Gran continues, “Piksel has one of the largest Amazon Web Services footprints in Europe – we’ve got multiple environments for testing, development and production, as well as a multitude of dedicated customer environments. We’re running our microservices architecture in Docker on anywhere between 600 to 700 virtual machines in AWS.”
Lack of visibility impacting innovation and performance
It became clear to Piksel that this level of complexity was limiting visibility into its cloud environment. Piksel didn’t have insight or control over the performance of crucial, mission-critical third-party cloud services underpinning its platform. This meant that when issues did arise, it was difficult to pinpoint the root cause. “We’ve got automation built into the platform to fix problems that we’ve seen before, but you can only automate for what you know,” explains Gran. “If we had a new problem we’ve not seen before, it would take time to find the needle in the haystack to determine the root cause. Typically, we’d jump on the vendor merry-go-round and share logs to try and narrow down parameters, but this was very time consuming.”
This lack of visibility also extended to the development team that was deploying new code. It didn’t have deep insights into the quality and scalability of code and therefore didn’t know how the code would impact performance when pushed into production. This lack of confidence slowed down the speed of innovation as development cycles were extended.
Our development loops have shortened, as we are getting instant diagnostics on each line of code written.

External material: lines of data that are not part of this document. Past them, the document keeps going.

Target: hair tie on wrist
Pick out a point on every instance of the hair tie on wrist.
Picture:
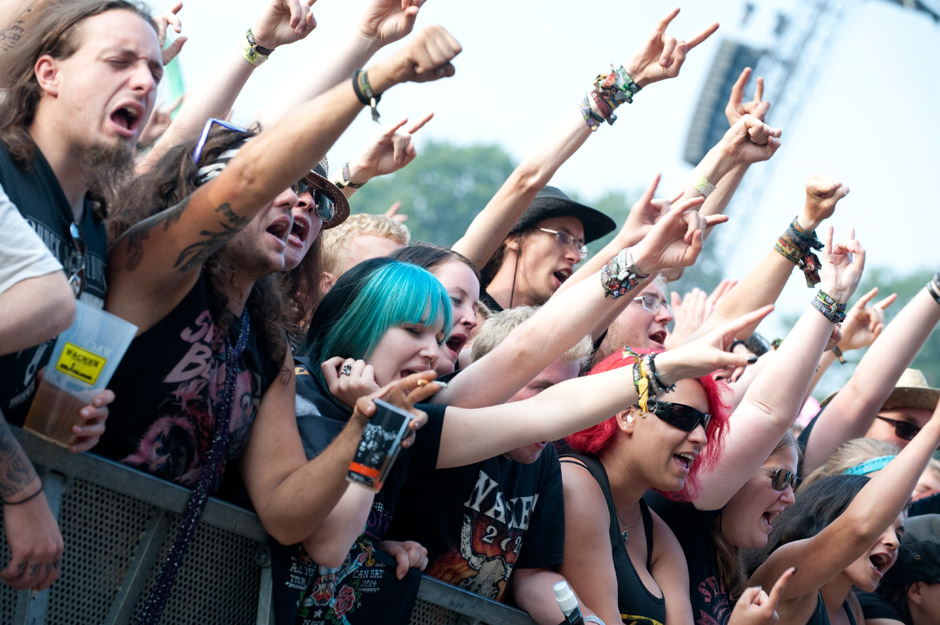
(30, 498)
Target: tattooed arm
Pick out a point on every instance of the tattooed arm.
(156, 262)
(30, 529)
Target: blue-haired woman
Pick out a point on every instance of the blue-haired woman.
(381, 325)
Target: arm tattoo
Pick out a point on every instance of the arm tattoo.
(16, 471)
(134, 238)
(194, 255)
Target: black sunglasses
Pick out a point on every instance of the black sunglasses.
(77, 279)
(324, 205)
(781, 478)
(686, 418)
(902, 429)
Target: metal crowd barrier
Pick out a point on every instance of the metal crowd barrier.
(118, 523)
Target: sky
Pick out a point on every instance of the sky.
(867, 115)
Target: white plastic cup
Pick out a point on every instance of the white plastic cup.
(82, 363)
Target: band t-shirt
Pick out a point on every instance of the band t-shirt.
(363, 589)
(37, 194)
(480, 521)
(167, 388)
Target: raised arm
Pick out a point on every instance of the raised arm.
(569, 315)
(659, 57)
(381, 23)
(30, 529)
(474, 435)
(764, 283)
(171, 246)
(773, 400)
(851, 412)
(854, 532)
(280, 22)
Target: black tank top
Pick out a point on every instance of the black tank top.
(637, 605)
(821, 616)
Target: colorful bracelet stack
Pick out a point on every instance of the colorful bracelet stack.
(796, 246)
(610, 91)
(830, 308)
(933, 287)
(620, 275)
(364, 92)
(253, 53)
(645, 378)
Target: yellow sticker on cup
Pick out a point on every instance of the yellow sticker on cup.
(80, 364)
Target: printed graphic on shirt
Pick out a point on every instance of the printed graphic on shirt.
(175, 445)
(712, 600)
(490, 540)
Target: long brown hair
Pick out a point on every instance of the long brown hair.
(171, 180)
(54, 32)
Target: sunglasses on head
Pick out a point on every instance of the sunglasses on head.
(686, 418)
(324, 205)
(902, 429)
(780, 478)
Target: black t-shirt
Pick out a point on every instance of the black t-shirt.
(480, 521)
(364, 589)
(637, 605)
(37, 194)
(711, 604)
(875, 606)
(166, 388)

As a result, our developers are more productive and innovate faster.
Customer recommendation triggers adoption of Dynatrace
Piksel was already looking for a vendor to remedy this lack of visibility, but a customer performance event accelerated the timeframes. “One of our global customers was migrating to Piksel Palette and began sending us production levels of traffic,” explains Gran. “The platform started experiencing performance problems, with latency increasing. Even with the team working long hours troubleshooting the problem, the lack of visibility meant we only saw the performance degradation, and not the root cause. We contacted our vendors and provided logs to determine the root cause, but it took a week to discover that one of our Java databases was at fault.”
Gran explains its customer was already working with Dynatrace, “When we were encountering problems, they were using Dynatrace at their end to identify which users were suffering the impact, helping us to narrow down the root cause. They suggested we use Dynatrace ourselves to help overcome any future problems. When one of the world’s largest telecoms providers makes a recommendation, then it’s an easy decision.”

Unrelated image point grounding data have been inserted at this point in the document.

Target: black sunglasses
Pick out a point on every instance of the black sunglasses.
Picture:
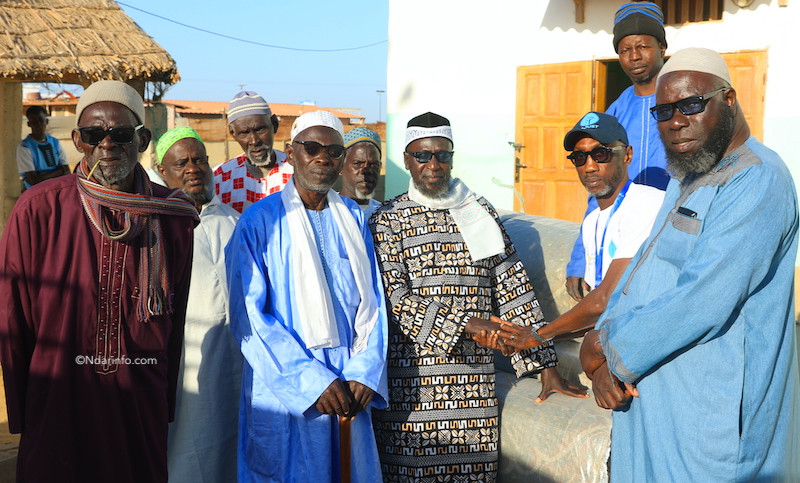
(689, 106)
(600, 154)
(335, 151)
(120, 135)
(444, 157)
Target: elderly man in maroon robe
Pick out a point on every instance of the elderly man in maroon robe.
(94, 277)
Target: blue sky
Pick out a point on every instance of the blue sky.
(212, 67)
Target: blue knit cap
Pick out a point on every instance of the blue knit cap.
(247, 103)
(639, 18)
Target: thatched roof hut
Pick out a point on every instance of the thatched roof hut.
(77, 42)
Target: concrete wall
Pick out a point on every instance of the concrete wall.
(10, 135)
(459, 59)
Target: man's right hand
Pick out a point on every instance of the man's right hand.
(577, 288)
(609, 393)
(336, 399)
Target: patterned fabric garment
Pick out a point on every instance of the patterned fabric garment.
(237, 188)
(442, 420)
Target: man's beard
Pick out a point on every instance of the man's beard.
(438, 191)
(612, 183)
(363, 196)
(708, 155)
(114, 174)
(263, 161)
(204, 196)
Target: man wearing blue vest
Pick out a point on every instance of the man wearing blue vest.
(612, 233)
(640, 42)
(39, 155)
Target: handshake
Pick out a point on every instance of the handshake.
(504, 336)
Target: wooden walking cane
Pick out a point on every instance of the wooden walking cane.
(344, 449)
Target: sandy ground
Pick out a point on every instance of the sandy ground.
(8, 442)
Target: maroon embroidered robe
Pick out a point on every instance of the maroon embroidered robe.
(84, 421)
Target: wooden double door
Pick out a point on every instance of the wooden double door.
(552, 98)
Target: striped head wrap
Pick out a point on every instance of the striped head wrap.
(141, 223)
(639, 18)
(173, 136)
(247, 103)
(362, 134)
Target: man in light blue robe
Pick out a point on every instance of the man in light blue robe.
(295, 256)
(701, 327)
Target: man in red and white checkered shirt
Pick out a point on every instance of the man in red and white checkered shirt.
(260, 170)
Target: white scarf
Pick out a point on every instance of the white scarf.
(318, 320)
(480, 230)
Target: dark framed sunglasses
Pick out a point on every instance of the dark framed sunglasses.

Having already conducted a thorough audit of the APM solutions available to the market, Piksel realized it needed something far more advanced. As a result, Piksel selected Dynatrace to help improve visibility over its cloud-native platform. Its software intelligence capabilities and tight integration with AWS and Docker gave Piksel immediate visibility over its cloud environment, covering all services, applications and dependencies.
Quicker innovation and identification, more automation
Dynatrace also helped Piksel to improve its speed of innovation, as Gran explains: “Our development loops have shortened, as we’re getting instant diagnostics on each line of code as it’s completed. As a result, our developers are more productive and innovate faster.”
The complex cloud environment supporting Piksel Palette has become much simpler to manage with Dynatrace. Its AI capabilities mean that Piksel gets answers about performance problems, instead of data. This quicker diagnosis allows the team to get straight into troubleshooting problems with code, cloud services or applications to identify the root cause much faster. “We’ve seen the time it takes to identify the root cause go from a week to minutes, meaning we can identify and solve problems before they impact customers and end-users.”
Gran concludes, “Dynatrace shines a light into our cloud environment, helping us fine tune areas of the platform we didn’t even know there was a problem with and drastically reduce MTTR. It has removed the debugging time that sucked up most of our day and freed up more space for people to innovate and do their jobs. We’ve become better and more efficient, and able to create more value for the business, meeting SLAs by stopping the deployment of bad code and getting better quality code in the pipeline. In the future, we anticipate that Dynatrace will drive further automation in our platform. Out of the box it gave us all the functionality we needed, and as we take on new services we know they will automatically appear in Dynatrace.”